Il Manifesto europeo del turismo chiede la rapida istituzione di un sistema di verifica digitale per test e vaccinazione, allineato agli standard internazionali, soprattutto a quelli già messi in campo da Iata (l'organizzazione internazionale delle compagnie aeree). La priorità dovrebbe essere data alla verifica remota, in modo che i clienti possano assicurarsi di essere conformi già prima di uscire di casa, riducendo così i tempi di attesa e le code in aeroporto. Sui certificati di sanità nel complesso l'Unione europea dovrebbe sviluppare una strategia a lungo termine, con la prospettiva di coprire malattie o minacce simili anche in futuro.

Il certificato sanitario elettronico può essere richiesto per svolgere determinate attività (viaggi) o per concedere l'accesso a una determinata area o zona (attraversare un confine o entrare in un edificio pubblico).

Dovrebbe includere: la dichiarazione sullo stato di salute del passeggero, il controllo della temperatura, il risultato di un test Covid-19 (PCR, antigene, anticorpi o altro) e la sua validità temporale, una prova di vaccinazione Covid-19 (se disponibile), lo stato "pronto per il viaggio" o "non pronto per il viaggio", altre informazioni pertinenti (esenzione da vaccini, immunità, ecc.).

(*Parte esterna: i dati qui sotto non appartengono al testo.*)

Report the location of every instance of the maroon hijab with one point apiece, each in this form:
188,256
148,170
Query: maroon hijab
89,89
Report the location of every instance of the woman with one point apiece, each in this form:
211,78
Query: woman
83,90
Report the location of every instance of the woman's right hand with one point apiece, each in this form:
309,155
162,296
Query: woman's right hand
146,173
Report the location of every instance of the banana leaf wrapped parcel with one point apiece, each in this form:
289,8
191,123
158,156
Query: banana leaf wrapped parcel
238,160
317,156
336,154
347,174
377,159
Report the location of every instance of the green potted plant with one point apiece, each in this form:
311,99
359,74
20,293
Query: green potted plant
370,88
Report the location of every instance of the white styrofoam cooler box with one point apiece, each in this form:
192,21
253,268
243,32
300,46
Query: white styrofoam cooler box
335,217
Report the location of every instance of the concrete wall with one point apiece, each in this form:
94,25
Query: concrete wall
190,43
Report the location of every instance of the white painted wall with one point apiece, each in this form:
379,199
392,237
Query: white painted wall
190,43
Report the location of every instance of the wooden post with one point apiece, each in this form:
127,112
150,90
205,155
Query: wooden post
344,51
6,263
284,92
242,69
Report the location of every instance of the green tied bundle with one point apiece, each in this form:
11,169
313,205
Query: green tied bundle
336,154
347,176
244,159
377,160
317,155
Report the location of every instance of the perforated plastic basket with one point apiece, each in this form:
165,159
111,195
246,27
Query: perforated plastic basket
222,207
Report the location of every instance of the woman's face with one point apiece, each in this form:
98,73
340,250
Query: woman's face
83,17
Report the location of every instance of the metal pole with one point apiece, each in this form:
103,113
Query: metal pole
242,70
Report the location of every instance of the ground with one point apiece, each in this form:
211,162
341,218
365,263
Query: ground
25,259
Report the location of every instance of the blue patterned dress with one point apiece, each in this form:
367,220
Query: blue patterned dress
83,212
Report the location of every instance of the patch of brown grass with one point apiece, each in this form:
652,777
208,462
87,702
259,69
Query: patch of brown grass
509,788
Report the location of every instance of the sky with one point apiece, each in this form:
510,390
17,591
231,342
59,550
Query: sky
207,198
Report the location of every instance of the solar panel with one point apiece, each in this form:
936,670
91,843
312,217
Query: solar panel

Questo certificato deve essere collegato al titolare tramite un documento d'identità ufficiale con cognome, nome di battesimo, data di nascita, passaporto o numero di identità digitale, nazionalità, indirizzo e dettagli di contatto, tutte informazioni che devono consentire al "verificatore" di abbinarle al titolare (come è attualmente con passaporti elettronici e carte d'imbarco). I controlli - concludono gli operatori del turismo - devono avvenire in più punti: prima di entrare nel terminale, al momento del check-in, al controllo di sicurezza, al controllo di frontiera, al gate di imbarco, e all'arrivo. I certificati dovrebbero essere disponibili in più formati (Pdf, e-mail, Sms o stampati su carta). Saranno importanti: la velocità dei controlli (leggibilità con un lettore con codici a barre) l'automazione nella verifica che l'emittente sia legittimo e accreditato, la possibilità di individuare le contraffazioni, l'interoperabilità tra gli Stati, la possibilità di verifica off-line (in caso di problemi di connessione). I controlli devono essere eseguiti senza la necessità di accedere al database dell'emittente o alla cartella clinica del titolare per motivi di sicurezza e privacy.

Idealmente, i certificati sanitari elettronici dovrebbero essere accettati e riconosciuti prima a livello europeo e poi a livello internazionale.